O balcão de oportunidades: A negociação de R$ 1 Bilhão
A hipocrisia se materializa quando o discurso público de “risco sistêmico” se choca com a prática comercial. Enquanto Esteves sugere que o Master é um perigo que o BC deveria isolar, o BTG Pactual não hesita em sentar à mesa com Daniel Vorcaro para arrematar ativos estratégicos.
- Oportunismo de Mercado: Em maio de 2025, o BTG fechou a compra de cerca de R$ 1 bilhão em ativos do grupo Master, incluindo participações na Light e na Méliuz.

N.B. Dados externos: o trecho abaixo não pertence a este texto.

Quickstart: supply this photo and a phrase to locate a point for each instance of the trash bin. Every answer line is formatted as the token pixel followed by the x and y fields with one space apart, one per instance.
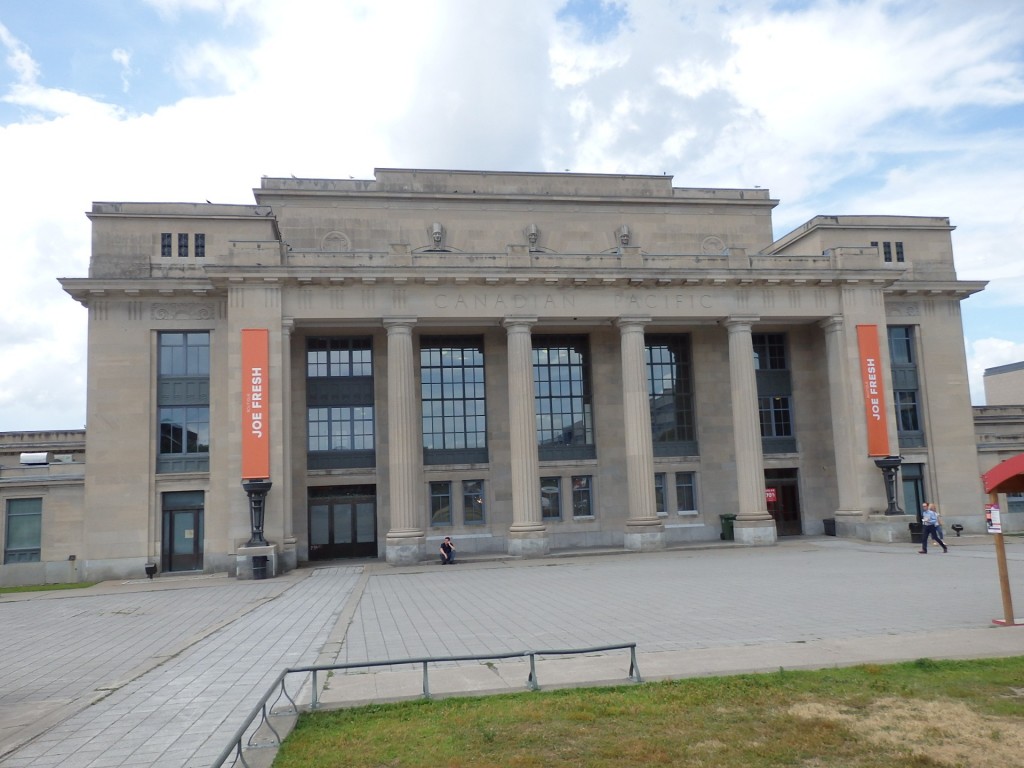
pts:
pixel 727 520
pixel 259 566
pixel 915 528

- A Contradição: Se uma instituição é verdadeiramente um risco tóxico para o sistema, a lógica institucional ditaria o distanciamento. No entanto, Esteves utilizou o momento de pressão regulatória sobre o Master para adquirir ativos valiosos com descontos agressivos. É o lucro gerado pelo pânico que ele mesmo ajuda a alimentar com suas críticas públicas.
O “cerco” de Esteves: A narrativa como arma de negociação
Mensagens reveladas de Daniel Vorcaro sugerem que a postura crítica de Esteves contra o Banco Central não é apenas zelo republicano, mas uma ferramenta de negociação agressiva.
Segundo os relatos, Esteves teria tentado “espremer” o Master, apresentando-se como a única salvação possível em um cenário onde o BC aumentaria a fiscalização (pressão esta estimulada pelas falas do próprio Esteves). Vorcaro descreveu o comportamento como o de um banqueiro que tenta desvalorizar o “alvo” publicamente para comprá-lo a preço de liquidação nos bastidores — a famosa proposta de “R$ 1” pelo controle da operação.
O saldo da hipocrisia
| No Púlpito (O Crítico) | No Balcão (O Negociante) |
| Condena o BC por permitir o crescimento do Master. | Compra R$ 1 bilhão em ativos do Master para o portfólio do BTG. |
| Diz que o Master é uma “ameaça” ao FGC e à estabilidade. | Tenta adquirir o controle do banco em momentos de estresse. |
| Prega transparência e “institucionalidade”. | É acusado de usar influência no BC para asfixiar concorrentes menores. |
André Esteves e a moralidade de ocasião
A postura de André Esteves em relação ao Banco Master revela uma hipocrisia estratégica que utiliza a “institucionalidade” como arma de arremesso. O mesmo banqueiro que, em 2015, foi preso pela Operação Lava Jato sob acusação de obstruir a Justiça, hoje se apresenta como o guardião do sistema para criticar a suposta frouxidão do Banco Central. A contradição atinge o ápice no balcão de negócios, onde o discurso de “risco sistêmico” dá lugar ao lucro sobre o estresse alheio.
Enquanto prega rigor regulatório nos fóruns internacionais, nos bastidores Esteves não hesitou em sentar-se à mesa com o Master para arrematar cerca de R$ 1 bilhão em ativos estratégicos a preços de oportunidade. Para Esteves, a ética financeira parece ser um ativo flutuante: um valor inegociável quando serve para atacar rivais, mas um detalhe contornável quando surge a chance de absorver seus espólios.